I ask because the rule is softer springs and less camber is generally required with grippy street tyres. With premium street tyres , running too much camber means you never generate the grip to generate the roll to use the face of the tyre and you end up with an understeery car.

My car was finally sorted on RE55s then I moved on to AO50s and have had to change a few things re springs, alignment etc to get it how I want to drive...and its still not there. The thing is way quicker on AO50s but I still have not got the balance of the car as sorted on the AO50s.

So from my experience above is why I asked about tyres. And going back to when I ran street Falkens one track day with my optimised RE55 setup,...was a washy piece of understeering poo that was hard to get in, through or out of a corner

This ..3 deg is a fair bit of camber if you call KU36, Federal 595 RSR and Advan AD08 semis (a lot of people do these days) if you are running RE55s and the spring rate and roll package you are... I would guess its about close to optimum. With AO50s it could very well be not enough.

I ask because the rule is softer springs and less camber is generally required with grippy street tyres. With premium street tyres , running too much camber means you never generate the grip to generate the roll to use the face of the tyre and you end up with an understeery car.

My car was finally sorted on RE55s then I moved on to AO50s and have had to change a few things re springs, alignment etc to get it how I want to drive...and its still not there. The thing is way quicker on AO50s but I still have not got the balance of the car as sorted on the AO50s.

So from my experience above is why I asked about tyres. And going back to when I ran street Falkens one track day with my optimised RE55 setup,...was a washy piece of understeering poo that was hard to get in, through or out of a corner

This. In spades.

There is a trade off between suspension geometry, spring and anti roll bar rates. Put simply your geometry will give you camber compensation in roll (because it has wishbones rather than MacPherson struts). How much depends on arm lengths top and bottom.

The higher your spring rate and anti roll bar rate the less the car will roll (obviously) and the less the camber compensation in roll will come into effect. The more grip you have the more roll you will get. You need to balance all of those things to achieve what the tyre wants. If it is a S spec tyre (I think that is what they are calling them) like an AD08 it will be in the middle of a road tyre and an R compound in terms of camber requirement.
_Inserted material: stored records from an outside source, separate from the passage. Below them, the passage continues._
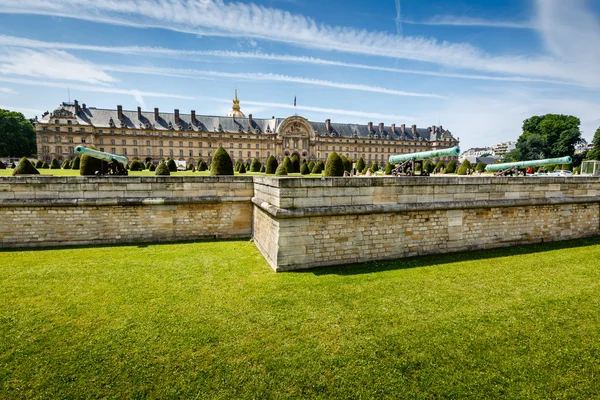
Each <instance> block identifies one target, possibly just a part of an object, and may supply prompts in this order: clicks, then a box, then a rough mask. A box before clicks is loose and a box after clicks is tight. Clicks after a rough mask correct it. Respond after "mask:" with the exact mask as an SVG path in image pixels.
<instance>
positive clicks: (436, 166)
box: [435, 160, 446, 172]
mask: <svg viewBox="0 0 600 400" xmlns="http://www.w3.org/2000/svg"><path fill="white" fill-rule="evenodd" d="M444 168H446V165H445V164H444V162H443V161H441V160H440V161H439V162H438V163H437V164H436V165H435V170H436V171H437V172H442V171H443V170H444Z"/></svg>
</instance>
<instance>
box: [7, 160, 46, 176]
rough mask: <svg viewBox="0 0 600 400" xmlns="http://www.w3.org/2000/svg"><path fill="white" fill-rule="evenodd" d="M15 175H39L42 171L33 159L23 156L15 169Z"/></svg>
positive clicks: (14, 170) (14, 172)
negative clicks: (38, 166) (40, 170)
mask: <svg viewBox="0 0 600 400" xmlns="http://www.w3.org/2000/svg"><path fill="white" fill-rule="evenodd" d="M12 174H13V176H15V175H39V174H40V171H38V170H37V169H36V168H35V167H34V166H33V164H32V163H31V161H29V160H28V159H27V157H23V158H21V159H20V160H19V163H18V164H17V166H16V167H15V169H14V170H13V173H12Z"/></svg>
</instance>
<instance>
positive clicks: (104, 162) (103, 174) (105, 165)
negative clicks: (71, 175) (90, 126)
mask: <svg viewBox="0 0 600 400" xmlns="http://www.w3.org/2000/svg"><path fill="white" fill-rule="evenodd" d="M89 148H90V149H92V150H97V149H96V147H94V146H90V147H89ZM96 172H98V173H99V174H100V175H104V174H106V173H108V162H106V161H104V160H99V159H97V158H94V157H90V156H88V155H84V156H83V157H81V160H80V162H79V175H81V176H90V175H96Z"/></svg>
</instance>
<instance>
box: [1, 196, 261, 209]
mask: <svg viewBox="0 0 600 400" xmlns="http://www.w3.org/2000/svg"><path fill="white" fill-rule="evenodd" d="M250 201H251V197H250V196H244V197H242V196H240V197H232V196H203V197H179V198H164V197H150V198H135V197H122V198H100V199H81V198H77V199H68V198H65V199H60V198H59V199H56V198H50V199H19V200H12V199H4V200H0V207H74V206H75V207H77V206H156V205H161V206H162V205H178V204H215V203H247V202H250Z"/></svg>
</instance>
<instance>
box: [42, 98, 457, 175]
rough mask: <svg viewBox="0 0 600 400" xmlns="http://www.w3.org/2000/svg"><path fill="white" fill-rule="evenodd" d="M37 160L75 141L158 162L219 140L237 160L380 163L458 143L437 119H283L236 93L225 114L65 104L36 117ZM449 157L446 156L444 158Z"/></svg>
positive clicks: (192, 160) (114, 152)
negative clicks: (53, 110)
mask: <svg viewBox="0 0 600 400" xmlns="http://www.w3.org/2000/svg"><path fill="white" fill-rule="evenodd" d="M35 127H36V136H37V145H38V159H40V160H44V161H50V160H51V159H52V158H56V159H58V160H59V161H62V160H65V159H72V158H74V157H75V154H74V150H75V147H76V146H78V145H83V146H92V145H93V146H95V147H96V148H97V149H98V150H100V151H104V152H107V153H112V154H118V155H123V156H125V157H127V158H128V159H129V160H133V159H139V160H142V161H144V162H147V161H152V162H158V161H160V160H161V159H164V158H167V157H171V158H173V159H176V160H183V161H186V162H188V163H196V162H197V161H198V160H199V159H203V160H205V161H208V162H210V159H211V157H212V155H213V154H214V152H215V151H216V150H217V149H218V148H219V147H220V146H222V147H223V148H225V149H226V150H227V151H228V152H229V154H230V156H231V157H232V159H234V160H240V159H241V160H244V161H248V160H250V161H251V160H252V159H253V158H257V159H258V160H259V161H260V162H262V163H264V162H265V161H266V160H267V158H269V156H271V155H273V156H275V157H276V158H277V159H278V160H282V159H283V158H284V157H286V156H290V157H291V156H293V155H297V156H298V157H299V159H300V160H307V161H309V160H326V159H327V157H328V156H329V154H331V153H332V152H333V151H336V152H337V153H338V154H341V155H342V154H343V155H345V156H346V157H349V158H351V159H353V160H357V159H358V158H359V157H362V158H363V160H364V161H365V162H366V163H373V162H376V163H377V164H379V165H385V163H386V162H387V159H388V157H389V156H390V155H392V154H402V153H413V152H420V151H428V150H435V149H443V148H449V147H453V146H457V145H458V143H459V142H458V140H457V139H455V138H454V136H453V135H452V134H451V133H450V131H447V130H444V129H443V128H442V127H441V126H439V127H436V126H432V127H428V128H417V126H416V125H412V126H411V127H407V126H406V125H405V124H402V125H400V126H396V125H395V124H392V125H391V126H386V125H384V123H379V124H376V125H375V124H373V123H372V122H369V123H367V124H365V125H360V124H343V123H332V122H331V120H330V119H326V120H325V121H324V122H311V121H308V120H307V119H305V118H303V117H301V116H297V115H294V116H290V117H288V118H275V117H272V118H268V119H261V118H254V117H253V116H252V114H249V115H248V116H247V117H246V116H245V115H244V113H243V112H242V111H241V108H240V102H239V100H238V98H237V93H236V95H235V97H234V99H233V107H232V110H231V112H230V113H229V114H228V116H227V117H218V116H208V115H197V114H196V112H195V111H194V110H192V111H191V112H190V113H189V114H182V113H180V112H179V110H174V111H173V112H172V113H165V112H161V111H160V110H159V109H158V108H155V109H154V112H146V111H142V110H141V108H140V107H138V108H137V111H127V110H123V108H122V107H121V106H117V108H116V109H99V108H95V107H87V106H86V105H85V104H81V105H80V104H79V102H78V101H77V100H75V101H74V102H73V103H62V104H61V105H60V106H59V107H58V108H57V109H56V110H54V111H52V112H46V113H44V115H43V116H42V117H41V118H40V119H39V120H37V121H36V122H35ZM448 159H449V158H448Z"/></svg>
I suspect that the reason Japanese track biased suspension is so hard is not because of the smooth circuits nor because they dont understand roll bars but more that there is no easy way of sorting the front suspension on an R32 to get the camber right and have it liveable on the road on road tyres.

Be interested to hear Troys thoughts on the RE55 vs A050 differences. My impression is that the Yokies are:

Less one dimensional in term of grip ie they will turn and brake/accelerate more happily than the Bridgestone.

Less sensitive to suspension changes than the Bridgestones - mostly due to the crown on the treadface.

Quicker by atleast half a second a minute.

Need much lower pressures.

I'm running R888s, but will go for a new rim/tyre combo when they're done because i want to use the 34GTR rims for street.

Well the common view of R888's on GTR's is that they suck the balls of a dog on account of there being insufficient sidewall stiffness for the weight of the vehicle.